In my travels I have found it matters more how you do IT securely than how you ‘do security’. What I mean by this is, the prevailing themes of orgs recently is to bolt on SOCs/MDR and other services to a low maturity/low capability IT organisations with the hope that its magic’s all the security problems away. This sounds lovely, the salespeople will almost certainly productise your security improvement journey and make it sound like a dream.
You will likely then have low maturity IT and low maturity security capability.
This will not improve things but likely add to constraints as resources are used trying to respond to false positives (because the SOC will ask you to confirm everything they do/ask for authorization to do most things).
So much like you need marketing, sales and cashflow (Business) to support the fact you need to maintain, manage and upgrade computer systems, you need that management of the computer systems part to work effectively before you start adding dedicated security capability.
As with most things in life this is not binary, to improve IT and Security you can of course embark upon this journey in tandem, but there is almost always a reality (unless you are implementing a green field/service specific architecture) that people (and therefore businesses/organizations) can only change ‘so fast’.
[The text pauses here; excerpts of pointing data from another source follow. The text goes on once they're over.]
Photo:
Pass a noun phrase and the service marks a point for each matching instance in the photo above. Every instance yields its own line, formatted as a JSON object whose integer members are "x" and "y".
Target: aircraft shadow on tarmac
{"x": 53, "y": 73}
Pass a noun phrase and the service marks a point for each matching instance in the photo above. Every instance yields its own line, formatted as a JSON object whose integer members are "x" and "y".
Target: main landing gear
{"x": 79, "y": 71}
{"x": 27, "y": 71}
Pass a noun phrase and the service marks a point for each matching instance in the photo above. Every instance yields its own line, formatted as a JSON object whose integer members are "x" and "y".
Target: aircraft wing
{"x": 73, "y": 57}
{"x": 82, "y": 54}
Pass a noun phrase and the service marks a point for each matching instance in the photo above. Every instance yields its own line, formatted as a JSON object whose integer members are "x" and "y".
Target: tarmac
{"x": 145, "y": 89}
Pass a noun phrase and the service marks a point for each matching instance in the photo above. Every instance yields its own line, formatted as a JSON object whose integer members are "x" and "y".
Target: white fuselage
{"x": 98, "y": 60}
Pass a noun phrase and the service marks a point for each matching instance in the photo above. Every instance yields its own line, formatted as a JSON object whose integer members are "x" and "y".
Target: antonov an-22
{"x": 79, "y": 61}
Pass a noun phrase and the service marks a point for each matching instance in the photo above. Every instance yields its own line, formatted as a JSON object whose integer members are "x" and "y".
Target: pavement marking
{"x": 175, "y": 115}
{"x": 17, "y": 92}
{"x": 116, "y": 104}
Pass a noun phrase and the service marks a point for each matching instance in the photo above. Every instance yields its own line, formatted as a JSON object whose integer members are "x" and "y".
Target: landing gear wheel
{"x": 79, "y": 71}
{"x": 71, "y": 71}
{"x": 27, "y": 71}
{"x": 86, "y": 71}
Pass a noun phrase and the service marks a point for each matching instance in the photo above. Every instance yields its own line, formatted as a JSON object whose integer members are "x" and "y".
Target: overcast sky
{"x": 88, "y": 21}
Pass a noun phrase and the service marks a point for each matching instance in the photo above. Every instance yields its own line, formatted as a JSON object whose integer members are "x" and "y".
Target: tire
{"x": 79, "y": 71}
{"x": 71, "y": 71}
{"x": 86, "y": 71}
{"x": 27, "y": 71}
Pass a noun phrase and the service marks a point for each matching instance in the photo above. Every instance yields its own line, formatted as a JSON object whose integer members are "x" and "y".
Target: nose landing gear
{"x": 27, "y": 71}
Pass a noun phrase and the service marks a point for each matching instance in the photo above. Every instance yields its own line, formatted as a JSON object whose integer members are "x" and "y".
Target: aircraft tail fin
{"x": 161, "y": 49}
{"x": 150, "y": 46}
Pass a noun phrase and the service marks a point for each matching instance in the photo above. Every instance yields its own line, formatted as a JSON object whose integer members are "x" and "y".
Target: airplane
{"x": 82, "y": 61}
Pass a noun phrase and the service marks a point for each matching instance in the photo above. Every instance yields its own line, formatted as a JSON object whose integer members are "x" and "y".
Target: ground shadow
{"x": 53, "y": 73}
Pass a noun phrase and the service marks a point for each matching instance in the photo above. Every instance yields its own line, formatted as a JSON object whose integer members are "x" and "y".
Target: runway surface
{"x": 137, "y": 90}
You might find adding an EDR sensible, but it doesn’t negate the requirement for configuration and asset management, let alone not managing change in a security conscious manner.
As with all things it depends, I can only show what I’ve seen in my travels. Bolted on security, from what I have seen, does not work very well.
It can be a band aid, but in the medium and long term you are going to need to sort out your IT if you want to have a successful and capable security program.